The scene in the San Diego locker room sounded depressed.

"I don't know," defensive end Corey Liuget told The San Diego Union-Tribune's Kevin Acee of his mindset. "My mind is racing so hard right now. ... (Expletive). (Different expletive). We've got to (expletive) win. My heart hurts, my head hurts. I got all these aches and pains. If we'd have won, it wouldn't hurt."

Added receiver Travis Benjamin: "I came from Cleveland, so you know what that's like, losing at the end and turning the ball over and just dumbfounded like, 'How could it happen?' ... It gets frustrating. We feel like we can win, then the unbelievable happens for four or five weeks straight."

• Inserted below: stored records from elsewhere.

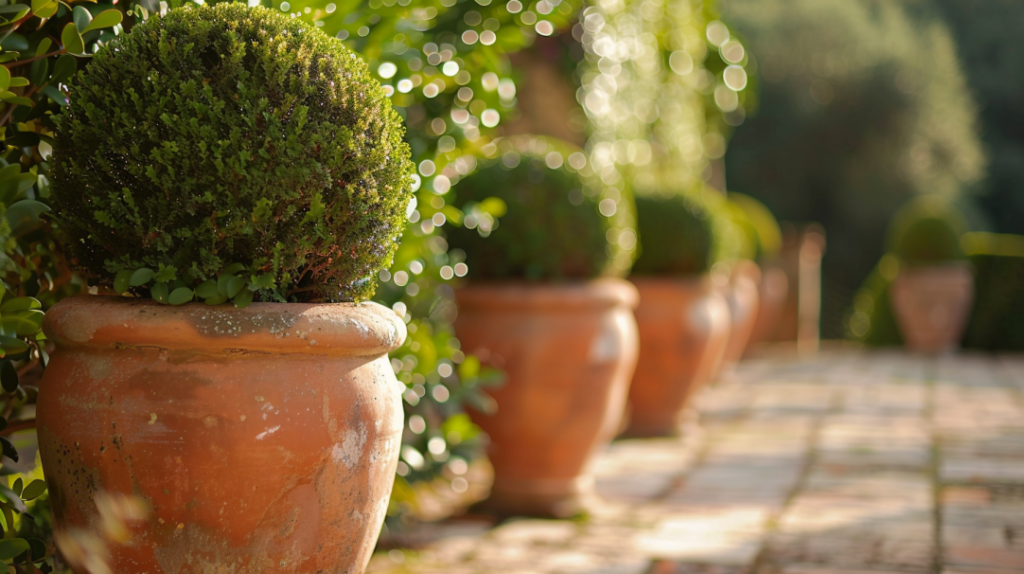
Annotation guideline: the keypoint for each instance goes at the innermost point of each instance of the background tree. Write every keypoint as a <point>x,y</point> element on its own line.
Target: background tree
<point>860,107</point>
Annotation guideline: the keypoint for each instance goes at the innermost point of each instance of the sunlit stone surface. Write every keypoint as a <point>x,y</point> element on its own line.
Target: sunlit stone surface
<point>851,461</point>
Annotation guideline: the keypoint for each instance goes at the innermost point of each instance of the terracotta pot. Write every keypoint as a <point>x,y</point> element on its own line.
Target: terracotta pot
<point>568,351</point>
<point>773,292</point>
<point>684,327</point>
<point>264,439</point>
<point>931,305</point>
<point>741,295</point>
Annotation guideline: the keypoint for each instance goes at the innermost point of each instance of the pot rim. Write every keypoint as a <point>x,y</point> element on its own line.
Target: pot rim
<point>278,328</point>
<point>602,293</point>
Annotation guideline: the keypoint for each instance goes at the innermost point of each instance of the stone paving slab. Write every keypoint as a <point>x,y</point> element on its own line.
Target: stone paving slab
<point>847,462</point>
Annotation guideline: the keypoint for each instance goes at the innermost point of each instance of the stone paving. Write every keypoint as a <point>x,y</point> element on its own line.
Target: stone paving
<point>850,462</point>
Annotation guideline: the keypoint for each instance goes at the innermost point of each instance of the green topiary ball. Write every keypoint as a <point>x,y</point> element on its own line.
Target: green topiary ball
<point>927,231</point>
<point>531,215</point>
<point>222,137</point>
<point>684,234</point>
<point>759,224</point>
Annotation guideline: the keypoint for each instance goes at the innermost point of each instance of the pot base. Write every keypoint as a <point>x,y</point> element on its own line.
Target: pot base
<point>542,498</point>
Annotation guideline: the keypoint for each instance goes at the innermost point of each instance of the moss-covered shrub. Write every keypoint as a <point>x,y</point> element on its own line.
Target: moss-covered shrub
<point>225,137</point>
<point>758,224</point>
<point>926,231</point>
<point>531,213</point>
<point>682,234</point>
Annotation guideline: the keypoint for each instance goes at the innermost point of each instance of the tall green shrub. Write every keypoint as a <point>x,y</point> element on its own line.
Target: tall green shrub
<point>987,37</point>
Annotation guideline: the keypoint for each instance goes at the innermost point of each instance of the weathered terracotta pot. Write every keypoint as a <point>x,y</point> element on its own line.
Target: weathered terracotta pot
<point>684,327</point>
<point>569,351</point>
<point>932,305</point>
<point>743,299</point>
<point>264,439</point>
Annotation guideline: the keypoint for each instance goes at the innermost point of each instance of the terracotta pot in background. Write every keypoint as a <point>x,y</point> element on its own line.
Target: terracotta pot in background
<point>773,291</point>
<point>931,305</point>
<point>684,326</point>
<point>741,295</point>
<point>263,439</point>
<point>568,351</point>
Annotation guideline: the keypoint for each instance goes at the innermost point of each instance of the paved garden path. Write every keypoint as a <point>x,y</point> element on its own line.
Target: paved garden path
<point>850,462</point>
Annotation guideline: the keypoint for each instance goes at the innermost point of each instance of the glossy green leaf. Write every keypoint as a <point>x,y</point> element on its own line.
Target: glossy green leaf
<point>13,547</point>
<point>22,323</point>
<point>22,101</point>
<point>64,69</point>
<point>44,46</point>
<point>38,548</point>
<point>222,283</point>
<point>107,18</point>
<point>235,285</point>
<point>25,214</point>
<point>235,268</point>
<point>121,281</point>
<point>72,40</point>
<point>13,182</point>
<point>180,296</point>
<point>82,17</point>
<point>160,292</point>
<point>243,299</point>
<point>44,8</point>
<point>19,304</point>
<point>35,489</point>
<point>14,42</point>
<point>39,71</point>
<point>8,377</point>
<point>207,290</point>
<point>141,276</point>
<point>10,452</point>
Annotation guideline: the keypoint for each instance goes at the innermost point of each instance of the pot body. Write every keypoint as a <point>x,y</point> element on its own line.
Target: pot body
<point>741,293</point>
<point>932,305</point>
<point>568,352</point>
<point>262,439</point>
<point>684,326</point>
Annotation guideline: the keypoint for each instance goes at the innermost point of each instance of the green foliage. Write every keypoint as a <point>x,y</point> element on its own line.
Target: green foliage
<point>680,234</point>
<point>224,137</point>
<point>43,46</point>
<point>871,320</point>
<point>987,37</point>
<point>860,107</point>
<point>530,213</point>
<point>758,224</point>
<point>662,111</point>
<point>927,231</point>
<point>996,321</point>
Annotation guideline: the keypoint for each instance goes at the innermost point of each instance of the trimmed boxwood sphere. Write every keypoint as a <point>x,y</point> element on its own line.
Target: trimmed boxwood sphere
<point>530,215</point>
<point>221,135</point>
<point>684,234</point>
<point>926,231</point>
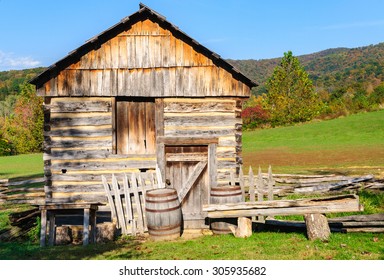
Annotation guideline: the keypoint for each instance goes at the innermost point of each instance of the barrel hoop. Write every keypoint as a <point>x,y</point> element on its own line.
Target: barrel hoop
<point>161,195</point>
<point>226,188</point>
<point>161,201</point>
<point>162,210</point>
<point>163,228</point>
<point>220,229</point>
<point>228,194</point>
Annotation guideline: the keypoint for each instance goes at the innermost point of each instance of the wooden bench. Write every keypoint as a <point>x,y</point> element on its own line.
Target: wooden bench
<point>313,209</point>
<point>50,211</point>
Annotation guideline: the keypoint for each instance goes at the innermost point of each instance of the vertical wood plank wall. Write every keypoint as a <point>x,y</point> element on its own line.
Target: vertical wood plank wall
<point>146,60</point>
<point>78,149</point>
<point>215,117</point>
<point>193,97</point>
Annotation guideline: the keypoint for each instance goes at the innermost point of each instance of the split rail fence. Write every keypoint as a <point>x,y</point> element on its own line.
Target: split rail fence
<point>126,198</point>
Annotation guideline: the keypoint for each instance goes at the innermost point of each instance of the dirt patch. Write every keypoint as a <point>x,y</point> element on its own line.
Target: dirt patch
<point>347,161</point>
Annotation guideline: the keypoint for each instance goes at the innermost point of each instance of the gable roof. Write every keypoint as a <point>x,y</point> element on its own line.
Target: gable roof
<point>143,13</point>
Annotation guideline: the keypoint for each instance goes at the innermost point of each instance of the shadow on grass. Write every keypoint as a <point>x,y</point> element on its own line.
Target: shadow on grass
<point>120,249</point>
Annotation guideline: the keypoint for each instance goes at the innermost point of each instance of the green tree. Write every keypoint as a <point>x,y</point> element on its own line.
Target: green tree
<point>24,128</point>
<point>291,96</point>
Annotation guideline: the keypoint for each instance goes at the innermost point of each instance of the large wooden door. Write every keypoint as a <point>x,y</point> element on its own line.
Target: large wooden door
<point>186,171</point>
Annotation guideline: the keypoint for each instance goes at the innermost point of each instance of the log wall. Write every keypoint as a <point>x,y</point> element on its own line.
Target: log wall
<point>208,117</point>
<point>79,141</point>
<point>78,149</point>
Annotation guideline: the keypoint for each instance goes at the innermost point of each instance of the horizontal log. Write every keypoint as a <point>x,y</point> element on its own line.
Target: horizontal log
<point>80,105</point>
<point>204,132</point>
<point>358,224</point>
<point>80,142</point>
<point>365,229</point>
<point>345,203</point>
<point>81,121</point>
<point>25,182</point>
<point>359,218</point>
<point>84,131</point>
<point>186,120</point>
<point>186,157</point>
<point>100,153</point>
<point>187,105</point>
<point>186,140</point>
<point>103,165</point>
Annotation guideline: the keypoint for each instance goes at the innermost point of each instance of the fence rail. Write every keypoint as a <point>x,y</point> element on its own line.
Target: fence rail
<point>22,191</point>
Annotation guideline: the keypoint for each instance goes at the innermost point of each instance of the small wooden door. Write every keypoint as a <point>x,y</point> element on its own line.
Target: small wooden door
<point>186,171</point>
<point>189,165</point>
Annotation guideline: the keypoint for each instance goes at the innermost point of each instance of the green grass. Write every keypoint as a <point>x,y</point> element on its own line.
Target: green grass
<point>349,145</point>
<point>261,245</point>
<point>21,166</point>
<point>360,130</point>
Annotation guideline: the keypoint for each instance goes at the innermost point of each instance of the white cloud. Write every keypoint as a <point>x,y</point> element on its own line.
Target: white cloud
<point>10,61</point>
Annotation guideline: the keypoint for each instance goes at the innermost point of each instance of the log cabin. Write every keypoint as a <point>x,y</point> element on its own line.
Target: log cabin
<point>140,95</point>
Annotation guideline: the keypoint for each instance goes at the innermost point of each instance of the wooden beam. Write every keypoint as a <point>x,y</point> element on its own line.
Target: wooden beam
<point>191,180</point>
<point>346,203</point>
<point>186,140</point>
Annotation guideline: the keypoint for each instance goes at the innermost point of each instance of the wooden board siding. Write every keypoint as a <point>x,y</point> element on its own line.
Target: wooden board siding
<point>148,61</point>
<point>135,126</point>
<point>208,117</point>
<point>78,149</point>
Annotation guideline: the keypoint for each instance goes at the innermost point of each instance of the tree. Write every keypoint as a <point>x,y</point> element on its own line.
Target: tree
<point>24,129</point>
<point>291,96</point>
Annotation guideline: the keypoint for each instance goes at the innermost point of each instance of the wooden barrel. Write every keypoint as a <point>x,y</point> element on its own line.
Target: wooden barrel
<point>224,195</point>
<point>163,214</point>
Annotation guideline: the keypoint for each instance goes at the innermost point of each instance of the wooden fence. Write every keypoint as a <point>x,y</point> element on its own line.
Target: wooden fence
<point>267,185</point>
<point>126,198</point>
<point>29,191</point>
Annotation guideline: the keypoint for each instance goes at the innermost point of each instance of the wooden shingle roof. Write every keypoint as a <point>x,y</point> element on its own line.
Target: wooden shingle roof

The Chargers have lost four games by a combined 14 points. They've held second-half leads in each loss. Sunday's falter to the Raiders marked the Chargers' 10th straight defeat to AFC West opponents.

"Just when you think you've seen it all," an exasperated McCoy said, "something like that happens."

Philip Rivers seems at his wit's end over watching his prime years wasted.

"If I didn't have my faith or my family, I don't know how people do it," he said. "I would literally be a lunatic. I know I get crazy some, but I would be out of my mind. Because I was having these thoughts of coming in here and screaming and hollering and saying things I don't say."

Then Rivers spun positive, because what else can a competitor do when fate seems designed against his team?

"Maybe we're going to go on an unbelievable run, who knows?" Rivers queried. "Maybe we're getting all these out of the way, so we can, you know, what, win 10 in a row?"